Pendant que je parlais et parlais encore, je sentais que cela n’intéressait plus Mohamed. Je sentais nettement qu’il était plus focus sur ce que mes voisins avaient dit. Je fis exprès de parler de banalités uniquement pour le faire poser la question à nouveau.
-Moi : Tes parents sont vivants ?
-Mohamed : Ma mère oui, mon père est décédé il y a de cela quelques années. Excuse-moi une fois de plus, mais c’est moi qui pose les questions.
Il ne cessait de prendre note. J’ignorai dans quel but.
-Mohamed : Comment est ce que votre ménage est-il devenu un fiasco ?
C’était une très bonne question. Je me suis posée cette question un grand nombre de fois. Une fois, Bineta une voisine était venue sonner à la porte, une petite bouteille d’eau à la main :
-Bineta : Mme Cissé ça va ? Puis-je entrer ?
Elle n’était jamais venue me voir avant donc pourquoi maintenant ? C’était la question que je me suis posée à l’instant T. Je lui ouvris la porte et l’installa au niveau de notre espace familial.
-Bineta : Désolée de venir comme ça à l’improviste, mais il fallait que je te parle. J’ai constaté que depuis quelque temps, ta relation avec ton mari est très tendue. Je ne sais pas si tu étais au courant, mais je reçois très souvent des marabouts chez moi, alors j’ai demandé à l’un d’eux de prier pour ton ménage et il m’a remis cette petite bouteille.
Pour qui se prenait-elle pour non seulement débarquer chez moi mais en plus venir avec une bouteille de *safara :
-Moi : Bineta j’apprécie ton inquiétude mais mes problèmes de foyer, je les gère ! Je n’ai besoin de l’aide de personne !
-Bineta : Ma chérie, mets ton orgueil de côté. L’Afrique a ses réalités. Je parle en connaissance de cause. Stp prends la bouteille, verse le contenu dans un seau d’eau et baigne toi avec pendant sept jours, tu ne le regretteras pas.
Je pris la bouteille uniquement pour qu’elle s’en aille puis la remercia pour l’intérêt qu’elle portait à mon couple.
-Mohamed : Peut-on venir directement à l’essentiel stp ?
Tout a commencé un soir alors que nous étions assis ensemble en train de regarder un film. J’étais couchée sur son épaule et lui caressait sa tête joliment rasée. Il était presque minuit. Son téléphone se mit à vibrer. Je jetai un coup d’œil rapide à l’écran de son téléphone et c’était répertorié au nom de « Billie ». Nous étions mariés depuis plus de cinq ans et je n’ai jamais entendu parler de Billie. Il renvoya l’appel à deux reprises. C’était trop louche. J’éteignis la TV et me tourna vers lui :
-Moi : Jules qui est Billie ?
-Jules : Un de mes promotionnaires qui vient de s’installer au Sénégal. Il n’a pas encore vraiment pris ses marques et pour un rien il m’appelle.

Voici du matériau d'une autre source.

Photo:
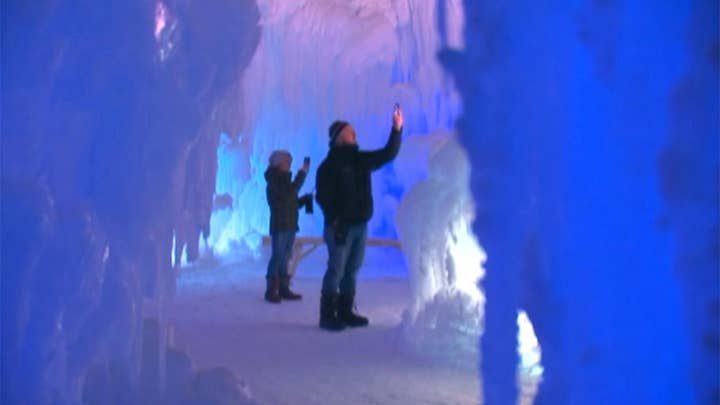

-Moi : Je ne te crois pas Souleymane !
A chaque fois que je l’appelais par son prénom c’était parce que j’étais en colère. A ce moment précis, je ne saurai dire ce que je ressentais. J’avais une confiance aveugle en mon mari. Il ne m’avait jamais menti jusque-là, en tout cas pas à ce que je sache. J’étais assise là à le regarder manipuler son téléphone. Je me levai pour aller me coucher, il me prit la main puis dit :
-Jules : Mon amour revient, où est ce que tu vas ?
-Moi : Je vais me coucher. Tes mensonges m’ont coupé toute envie de continuer notre soirée ciné.
-Jules : Arrêtes, ne plombe pas l’ambiance STP.
Ce qu’il venait de dire m’énerva encore plus alors je me mis à crier. Je le reconnais, je fais partie de ces femmes qui ne savent pas du tout faire d’histoires sans hausser le ton.
-Moi : Non mais tu t’entends ? tu reçois un appel de ta maîtresse et tu dis que c’est moi qui plombe l’ambiance ? Tu sais quoi, je vais me coucher. Trouve un autre endroit pour dormir car je n’ai pas envie de te sentir à mes côtés cette nuit !
Je montai jusqu’à notre chambre et m’y enferma en faisant exprès de laisser ma clé à la porte afin qu’il ne puisse pas se servir de la sienne pour ouvrir.
J’avais horreur que l’on me mente et je sentais qu’il ne me disait pas tout. Je dormis difficilement ce jour-là. Le lendemain matin, j’ouvris la porte dès que je fus prête, pour lui permettre de venir prendre sa douche et prendre des vêtements.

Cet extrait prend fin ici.